我正在开发一个项目,需要在 Anaconda 中使用 SnowPark 并合并以下软件包中
fuzzywuzzy
的功能:https://repo.anaconda.com/pkgs/snowflake/.
为了提供上下文,我使用以下代码从 Snowflake 加载一个虚构的表:
df = snowflake_session.sql(query_sql)
该表的格式如下:
----------------------
| "col1" | "col2" |
----------------------
| 1111111 | 1111112 |
| 2222222 | 2222222 |
| 3333333 | 1333243 |
----------------------
注意:
的类型为:df
我做的第一件事就是在我的 Anaconda 虚拟环境中安装该软件包:
!conda install --name snowflake_env -c https://repo.anaconda.com/pkgs/snowflake fuzzywuzzy
现在,我导入
fuzzywuzzy
库并在我的函数中使用它,我定义如下:
import fuzzywuzzy as fuzz
@udf(name="fuzzy", is_permanent=False, replace=True, packages=['fuzzywuzzy'])
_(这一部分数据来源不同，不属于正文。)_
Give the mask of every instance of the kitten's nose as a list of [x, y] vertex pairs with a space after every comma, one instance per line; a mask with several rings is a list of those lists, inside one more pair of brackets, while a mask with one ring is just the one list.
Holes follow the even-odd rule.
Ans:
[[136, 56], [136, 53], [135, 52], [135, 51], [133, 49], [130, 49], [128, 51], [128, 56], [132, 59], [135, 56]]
def fuzzy(x: int, y:int) -> int:
return fuzz.ratio(x, y)
我将该函数应用于我的数据框的列:
df.select("col1", "col2", fuzzy("col2", "col2")).show()
但是,执行此代码时,出现以下错误:
SnowparkSQLException: (1304): 01b05970-0303-0e9b-0000-77590c4bc49a: 100357 (P0000): Python Interpreter Error:
Traceback (most recent call last):
File "_udf_code.py", line 37, in compute
File "_udf_code.py", line 26, in wrapper
File "C:\Users\es_oriol\AppData\Local\Temp\ipykernel_1234\660708773.py", line 5, in fuzzy
NameError: name 'fuzzywuzzy' is not defined
in function FUZZY with handler compute
这让我相信在我的
fuzzywuzzy
函数中导入 fuzzy
存在问题,对吗?有人对我如何解决这个问题有任何想法吗?
我感谢您提前提供的任何帮助!
谢谢!
奥里奥尔
我尝试过重新安装软件包,将其注册到snowflake,更改anaconda虚拟环境等......
我遵循的以下步骤对我有用。
我使用 conda 创建了一个虚拟环境,例如:
conda create --name snowflake_env --override-channels -c https://repo.anaconda.com/pkgs/snowflake python=3.9 snowflake-snowpark-python fuzzywuzzy
已安装的软件包列表是:
$ pip list
Package Version
-------------------------- ------------
asn1crypto 1.5.1
Brotli 1.0.9
certifi 2023.7.22
cffi 1.15.1
charset-normalizer 2.0.4
cloudpickle 2.0.0
cryptography 41.0.3
filelock 3.9.0
fuzzywuzzy 0.18.0
idna 3.4
mkl-fft 1.3.8
mkl-random 1.2.4
mkl-service 2.4.0
numpy 1.26.0
oscrypto 1.3.0
packaging 23.1
pip 23.3
platformdirs 3.8.1
pyarrow 10.0.1
pycparser 2.21
pycryptodomex 3.15.0
PyJWT 2.4.0
pyOpenSSL 23.2.0
PySocks 1.7.1
python-Levenshtein 0.12.2
pytz 2023.3.post1
PyYAML 6.0.1
requests 2.31.0
setuptools 68.0.0
snowflake-connector-python 3.2.0
snowflake-snowpark-python 1.9.0
sortedcontainers 2.4.0
tomlkit 0.11.1
typing_extensions 4.7.1
urllib3 1.26.18
wheel 0.41.2
我创建了一个小的Python脚本来使用与你相同的udf:
$ cat stackoverflow.py
from snowflake.snowpark import Session
from snowflake.snowpark import Table
from snowflake.snowpark.functions import col
from snowflake.snowpark.functions import udf
from fuzzywuzzy import fuzz
connection_parameters = {
"account": "XXXX",
"user": "XXXX",
"password": "XXXX",
"role": "XXXX",
"warehouse": "XXXX",
"database": "XXXX",
"schema": "public"
}
session = Session.builder.configs(connection_parameters).create()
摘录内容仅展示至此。